What separates trend following from simply trading in the direction of a trend on individual setups?

The distinction is both philosophical and operational. A trader who trades „with the trend” on individual setups uses the trend as a directional filter — but still has profit targets, such as a prior swing high or a specific resistance reading, and closes the position when the target is hit. Trend following has no profit targets in the classic sense. The system stays in the trade as long as the trend continues, even when the profit on a single position runs to 200, 300, or 500 percent of the amount originally risked. The exit comes only on a reversal signal — classically a break of the lowest low of the last ten or twenty sessions for a long position, or a fast moving average crossing the slow one in the opposite direction. The consequence is a distinctive return profile: most trades close as small losses, a few exit with small profits, and a handful of positions generate massive gains that fund the entire year. That is the textbook distribution of a low-hit-rate, very-high-reward-to-risk strategy — statistically unusual compared to most retail strategies.

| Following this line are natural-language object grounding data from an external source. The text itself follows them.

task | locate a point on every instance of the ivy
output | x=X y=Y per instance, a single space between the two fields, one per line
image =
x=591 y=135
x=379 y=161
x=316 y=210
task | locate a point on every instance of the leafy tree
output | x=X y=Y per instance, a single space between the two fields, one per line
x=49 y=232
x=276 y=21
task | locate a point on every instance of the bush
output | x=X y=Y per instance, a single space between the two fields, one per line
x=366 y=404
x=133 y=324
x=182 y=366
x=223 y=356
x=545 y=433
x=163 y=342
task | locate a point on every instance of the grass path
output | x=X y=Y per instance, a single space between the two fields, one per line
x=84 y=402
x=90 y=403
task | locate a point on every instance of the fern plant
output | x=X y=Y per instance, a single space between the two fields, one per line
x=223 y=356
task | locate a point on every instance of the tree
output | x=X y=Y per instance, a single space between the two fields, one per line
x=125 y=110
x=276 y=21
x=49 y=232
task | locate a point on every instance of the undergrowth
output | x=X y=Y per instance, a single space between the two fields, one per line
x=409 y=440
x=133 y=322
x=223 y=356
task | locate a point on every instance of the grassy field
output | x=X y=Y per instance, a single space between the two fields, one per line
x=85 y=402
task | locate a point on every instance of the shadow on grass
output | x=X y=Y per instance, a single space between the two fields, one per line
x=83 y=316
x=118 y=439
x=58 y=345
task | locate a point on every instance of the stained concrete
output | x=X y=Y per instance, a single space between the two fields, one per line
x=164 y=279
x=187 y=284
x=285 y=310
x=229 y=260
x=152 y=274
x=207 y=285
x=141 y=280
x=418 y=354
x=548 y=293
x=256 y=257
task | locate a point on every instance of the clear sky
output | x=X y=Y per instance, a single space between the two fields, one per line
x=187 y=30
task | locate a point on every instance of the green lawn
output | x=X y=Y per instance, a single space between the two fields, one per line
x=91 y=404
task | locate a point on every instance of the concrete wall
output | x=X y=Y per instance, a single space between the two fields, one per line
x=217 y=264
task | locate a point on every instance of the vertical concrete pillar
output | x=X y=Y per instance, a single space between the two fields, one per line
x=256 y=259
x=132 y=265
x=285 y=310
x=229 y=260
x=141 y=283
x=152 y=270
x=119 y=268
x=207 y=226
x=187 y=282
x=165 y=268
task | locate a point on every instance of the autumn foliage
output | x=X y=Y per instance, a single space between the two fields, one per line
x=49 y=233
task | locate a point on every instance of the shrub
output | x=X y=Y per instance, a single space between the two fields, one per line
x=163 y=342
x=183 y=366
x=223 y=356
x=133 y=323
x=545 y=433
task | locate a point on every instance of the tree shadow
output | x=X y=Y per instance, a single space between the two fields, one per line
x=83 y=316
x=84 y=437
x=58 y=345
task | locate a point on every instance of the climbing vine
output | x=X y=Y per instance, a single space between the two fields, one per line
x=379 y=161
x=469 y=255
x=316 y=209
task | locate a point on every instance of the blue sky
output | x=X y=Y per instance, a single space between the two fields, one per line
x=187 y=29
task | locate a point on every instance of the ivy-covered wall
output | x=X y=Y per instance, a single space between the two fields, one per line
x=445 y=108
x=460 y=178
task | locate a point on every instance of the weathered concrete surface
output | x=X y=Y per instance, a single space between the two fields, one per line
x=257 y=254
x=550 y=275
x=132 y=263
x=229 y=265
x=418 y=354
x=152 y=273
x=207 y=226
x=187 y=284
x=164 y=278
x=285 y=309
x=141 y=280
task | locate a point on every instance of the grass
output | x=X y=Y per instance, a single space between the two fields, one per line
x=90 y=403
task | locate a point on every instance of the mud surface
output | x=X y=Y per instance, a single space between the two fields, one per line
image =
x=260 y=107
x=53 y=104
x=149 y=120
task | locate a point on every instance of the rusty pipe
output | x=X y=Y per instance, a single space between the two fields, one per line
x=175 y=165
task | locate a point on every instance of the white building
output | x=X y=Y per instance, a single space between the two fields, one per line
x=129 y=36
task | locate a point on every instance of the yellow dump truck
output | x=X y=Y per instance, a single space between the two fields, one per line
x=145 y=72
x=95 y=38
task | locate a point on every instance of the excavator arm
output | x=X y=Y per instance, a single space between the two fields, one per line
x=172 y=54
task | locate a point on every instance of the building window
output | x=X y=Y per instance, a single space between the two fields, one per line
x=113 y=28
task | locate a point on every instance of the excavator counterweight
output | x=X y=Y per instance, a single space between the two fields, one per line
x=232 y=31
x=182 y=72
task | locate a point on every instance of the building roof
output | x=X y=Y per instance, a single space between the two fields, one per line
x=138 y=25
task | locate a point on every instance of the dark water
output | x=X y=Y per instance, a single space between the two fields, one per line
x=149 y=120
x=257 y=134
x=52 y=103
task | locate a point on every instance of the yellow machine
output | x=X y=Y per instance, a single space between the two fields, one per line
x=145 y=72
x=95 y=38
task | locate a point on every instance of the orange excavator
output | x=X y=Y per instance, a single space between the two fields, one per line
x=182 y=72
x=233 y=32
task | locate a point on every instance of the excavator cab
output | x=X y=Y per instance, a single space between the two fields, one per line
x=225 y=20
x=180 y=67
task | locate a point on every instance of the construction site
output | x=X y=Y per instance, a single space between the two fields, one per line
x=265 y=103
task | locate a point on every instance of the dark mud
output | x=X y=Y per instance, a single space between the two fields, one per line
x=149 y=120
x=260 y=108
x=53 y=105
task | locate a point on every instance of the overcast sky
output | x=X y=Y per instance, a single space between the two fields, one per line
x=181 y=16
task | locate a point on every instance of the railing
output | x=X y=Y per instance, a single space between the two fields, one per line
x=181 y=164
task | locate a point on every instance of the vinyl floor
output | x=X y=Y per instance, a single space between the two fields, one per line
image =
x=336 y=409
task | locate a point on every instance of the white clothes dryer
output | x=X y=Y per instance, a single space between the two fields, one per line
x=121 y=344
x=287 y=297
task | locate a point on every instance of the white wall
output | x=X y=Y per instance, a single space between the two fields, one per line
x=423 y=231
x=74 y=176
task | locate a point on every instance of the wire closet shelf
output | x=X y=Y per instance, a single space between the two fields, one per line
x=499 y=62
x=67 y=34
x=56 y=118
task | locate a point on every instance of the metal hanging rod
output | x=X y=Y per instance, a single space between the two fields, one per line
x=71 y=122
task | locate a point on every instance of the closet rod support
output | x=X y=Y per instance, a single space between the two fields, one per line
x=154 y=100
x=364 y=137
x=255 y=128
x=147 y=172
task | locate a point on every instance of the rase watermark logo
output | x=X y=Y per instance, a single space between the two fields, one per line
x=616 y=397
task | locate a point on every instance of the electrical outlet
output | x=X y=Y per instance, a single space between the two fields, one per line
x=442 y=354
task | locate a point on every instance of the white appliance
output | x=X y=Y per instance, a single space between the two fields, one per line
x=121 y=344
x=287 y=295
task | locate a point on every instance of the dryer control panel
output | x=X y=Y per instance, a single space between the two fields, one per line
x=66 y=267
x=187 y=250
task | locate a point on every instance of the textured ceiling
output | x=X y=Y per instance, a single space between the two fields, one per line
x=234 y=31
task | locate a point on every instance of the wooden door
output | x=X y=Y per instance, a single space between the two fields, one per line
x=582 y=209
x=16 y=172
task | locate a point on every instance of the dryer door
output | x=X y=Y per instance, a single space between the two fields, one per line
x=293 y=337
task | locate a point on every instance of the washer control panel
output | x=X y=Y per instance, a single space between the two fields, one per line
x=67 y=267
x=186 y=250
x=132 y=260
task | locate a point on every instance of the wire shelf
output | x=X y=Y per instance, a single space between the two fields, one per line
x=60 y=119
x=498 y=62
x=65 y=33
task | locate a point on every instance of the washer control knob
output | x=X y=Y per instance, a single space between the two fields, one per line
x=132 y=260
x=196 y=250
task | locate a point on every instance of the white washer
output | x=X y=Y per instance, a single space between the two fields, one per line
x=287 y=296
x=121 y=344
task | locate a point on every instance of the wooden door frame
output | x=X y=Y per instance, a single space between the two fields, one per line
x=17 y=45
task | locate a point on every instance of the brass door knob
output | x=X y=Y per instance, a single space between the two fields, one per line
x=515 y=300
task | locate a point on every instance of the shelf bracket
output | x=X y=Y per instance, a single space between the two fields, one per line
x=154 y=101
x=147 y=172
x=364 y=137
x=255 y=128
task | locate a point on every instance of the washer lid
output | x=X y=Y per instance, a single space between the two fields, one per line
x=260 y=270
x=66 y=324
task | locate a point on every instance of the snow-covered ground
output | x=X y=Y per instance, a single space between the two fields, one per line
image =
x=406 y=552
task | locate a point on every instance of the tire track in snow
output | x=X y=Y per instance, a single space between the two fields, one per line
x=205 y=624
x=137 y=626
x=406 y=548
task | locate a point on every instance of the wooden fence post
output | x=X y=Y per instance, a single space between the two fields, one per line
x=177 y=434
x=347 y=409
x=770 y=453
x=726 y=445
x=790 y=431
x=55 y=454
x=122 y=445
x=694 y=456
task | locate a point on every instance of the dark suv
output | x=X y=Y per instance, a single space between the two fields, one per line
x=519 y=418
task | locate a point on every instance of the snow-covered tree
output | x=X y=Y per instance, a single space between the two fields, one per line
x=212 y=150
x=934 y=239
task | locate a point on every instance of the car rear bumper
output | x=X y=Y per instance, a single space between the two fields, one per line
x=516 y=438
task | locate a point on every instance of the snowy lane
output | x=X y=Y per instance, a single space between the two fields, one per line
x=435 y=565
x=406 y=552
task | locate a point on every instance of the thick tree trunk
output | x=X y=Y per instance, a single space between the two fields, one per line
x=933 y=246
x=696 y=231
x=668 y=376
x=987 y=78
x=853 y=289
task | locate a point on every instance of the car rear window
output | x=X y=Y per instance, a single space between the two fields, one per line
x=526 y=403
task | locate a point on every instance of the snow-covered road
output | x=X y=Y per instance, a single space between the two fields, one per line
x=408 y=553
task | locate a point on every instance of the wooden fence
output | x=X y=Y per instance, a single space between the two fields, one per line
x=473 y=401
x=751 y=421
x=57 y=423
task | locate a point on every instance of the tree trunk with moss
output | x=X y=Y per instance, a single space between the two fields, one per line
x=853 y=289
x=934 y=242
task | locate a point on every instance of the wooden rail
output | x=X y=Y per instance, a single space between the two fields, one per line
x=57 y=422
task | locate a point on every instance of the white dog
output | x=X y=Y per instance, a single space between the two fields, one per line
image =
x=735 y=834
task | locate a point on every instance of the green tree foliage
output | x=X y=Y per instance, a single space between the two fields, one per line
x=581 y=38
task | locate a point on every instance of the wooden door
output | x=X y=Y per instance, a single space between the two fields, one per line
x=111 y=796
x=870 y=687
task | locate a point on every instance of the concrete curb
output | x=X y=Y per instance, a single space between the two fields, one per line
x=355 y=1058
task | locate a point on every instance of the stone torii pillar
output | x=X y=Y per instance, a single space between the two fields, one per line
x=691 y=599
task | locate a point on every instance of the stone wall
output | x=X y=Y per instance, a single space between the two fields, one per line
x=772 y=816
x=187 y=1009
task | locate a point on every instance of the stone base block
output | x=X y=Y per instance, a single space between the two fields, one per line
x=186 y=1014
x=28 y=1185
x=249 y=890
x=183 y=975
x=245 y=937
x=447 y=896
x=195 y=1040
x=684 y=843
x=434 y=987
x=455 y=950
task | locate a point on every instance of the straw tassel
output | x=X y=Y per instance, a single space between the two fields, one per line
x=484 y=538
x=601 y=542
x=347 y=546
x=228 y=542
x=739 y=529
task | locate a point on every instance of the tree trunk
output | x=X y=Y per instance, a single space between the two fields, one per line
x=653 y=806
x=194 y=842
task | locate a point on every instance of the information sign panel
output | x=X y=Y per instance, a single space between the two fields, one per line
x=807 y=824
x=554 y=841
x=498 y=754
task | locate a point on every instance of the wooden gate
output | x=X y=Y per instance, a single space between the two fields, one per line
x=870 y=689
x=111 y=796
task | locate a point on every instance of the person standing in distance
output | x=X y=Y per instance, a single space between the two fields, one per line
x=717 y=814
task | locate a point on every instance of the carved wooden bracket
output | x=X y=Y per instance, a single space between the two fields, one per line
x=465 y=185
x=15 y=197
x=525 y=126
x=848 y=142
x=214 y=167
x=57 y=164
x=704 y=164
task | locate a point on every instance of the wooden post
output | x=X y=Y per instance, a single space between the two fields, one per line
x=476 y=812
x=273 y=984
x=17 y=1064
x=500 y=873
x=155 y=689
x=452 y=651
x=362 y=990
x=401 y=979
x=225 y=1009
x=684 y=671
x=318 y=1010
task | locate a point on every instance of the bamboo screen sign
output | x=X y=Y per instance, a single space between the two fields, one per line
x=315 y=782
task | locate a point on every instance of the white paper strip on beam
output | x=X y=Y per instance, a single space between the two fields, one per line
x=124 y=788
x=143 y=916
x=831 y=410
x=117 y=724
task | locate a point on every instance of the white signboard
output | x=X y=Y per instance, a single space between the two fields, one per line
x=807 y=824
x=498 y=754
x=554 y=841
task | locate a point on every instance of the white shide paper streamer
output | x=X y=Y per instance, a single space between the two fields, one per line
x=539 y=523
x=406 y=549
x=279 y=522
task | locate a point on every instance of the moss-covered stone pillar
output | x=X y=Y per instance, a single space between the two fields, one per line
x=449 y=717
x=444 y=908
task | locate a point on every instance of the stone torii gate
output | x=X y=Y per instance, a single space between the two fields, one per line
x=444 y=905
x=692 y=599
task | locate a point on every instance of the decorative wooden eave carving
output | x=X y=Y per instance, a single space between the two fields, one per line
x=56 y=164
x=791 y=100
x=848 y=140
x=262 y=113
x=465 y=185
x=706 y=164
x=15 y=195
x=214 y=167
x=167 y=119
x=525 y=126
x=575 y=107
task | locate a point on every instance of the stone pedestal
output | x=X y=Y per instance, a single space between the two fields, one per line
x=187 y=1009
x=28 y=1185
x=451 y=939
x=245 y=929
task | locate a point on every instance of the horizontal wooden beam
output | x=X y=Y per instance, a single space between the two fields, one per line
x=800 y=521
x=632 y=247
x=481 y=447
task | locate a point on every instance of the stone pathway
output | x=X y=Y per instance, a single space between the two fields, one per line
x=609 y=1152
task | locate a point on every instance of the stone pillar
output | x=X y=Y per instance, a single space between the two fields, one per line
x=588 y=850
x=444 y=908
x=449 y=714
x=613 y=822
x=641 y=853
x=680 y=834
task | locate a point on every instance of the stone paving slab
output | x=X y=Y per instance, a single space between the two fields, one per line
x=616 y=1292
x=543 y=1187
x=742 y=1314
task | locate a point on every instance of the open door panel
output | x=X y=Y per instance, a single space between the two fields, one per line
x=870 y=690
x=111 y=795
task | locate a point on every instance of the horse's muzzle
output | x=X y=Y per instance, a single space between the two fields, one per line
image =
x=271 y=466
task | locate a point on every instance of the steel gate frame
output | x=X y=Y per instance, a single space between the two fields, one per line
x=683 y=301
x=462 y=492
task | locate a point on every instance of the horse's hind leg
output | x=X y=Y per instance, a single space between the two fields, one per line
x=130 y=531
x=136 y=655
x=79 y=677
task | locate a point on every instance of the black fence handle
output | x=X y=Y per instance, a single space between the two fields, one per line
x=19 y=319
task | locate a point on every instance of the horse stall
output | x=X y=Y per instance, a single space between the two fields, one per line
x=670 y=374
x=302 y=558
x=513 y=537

How much capital do you realistically need to run a mechanical trend-following system?

The realistic operational threshold starts at €20,000 of trading capital, and feels comfortable from €50,000. Three constraints baked into the logic of the system drive that. First, trend following requires diversification across at least five to ten uncorrelated instruments — otherwise the whole account is exposed to one market's consolidation. Five concurrent positions at 0.5 percent risk each total 2.5 percent of capital, which on a €20,000 account is €500 — a sensible boundary. Second, mechanical breakout signals produce strings of losses — five, eight, sometimes ten losing trades in a row before a big winning trend shows up. Psychologically and financially, the trader has to endure that without overriding the system. Third, the operating costs — spreads, commissions, swaps — eat most of the edge on a small account. On a €5,000 account, the spread on every trade is 0.2-0.5 percent, and a trend-following system can generate two or three hundred trades a year. Anyone with less than €20,000 is better off trading manually on one or two instruments, with single positions and a heavier weight on each trade.

Why do most beginners abandon trend following after just a few months?

Four reasons show up in almost every case. First, a trend follower's equity curve has a staircase shape — long months of small losses punctuated by isolated, dramatic upward jumps. Most beginners measure progress weekly or monthly, and after three months in the red they lose faith and switch to a different strategy. Second, the drawdowns are painfully deep — classic trend-following systems regularly post drawdowns of 20-30 percent of capital, and in 2014-2015 even 40-50 percent. A trader who cannot psychologically accept that volatility sells at the bottom. Third, the system demands absolute mechanical discipline — every manual override, every „I'll wait a bit longer to exit”, every „this time it won't reverse so I'll skip the signal” destroys the statistical edge. Fourth, boredom and frustration — trend following means that 70-80 percent of the time you are sitting in positions that slowly oscillate, with nothing to do. Many beginners trade because they enjoy the adrenaline — trend following provides no adrenaline for months at a time, only the final result.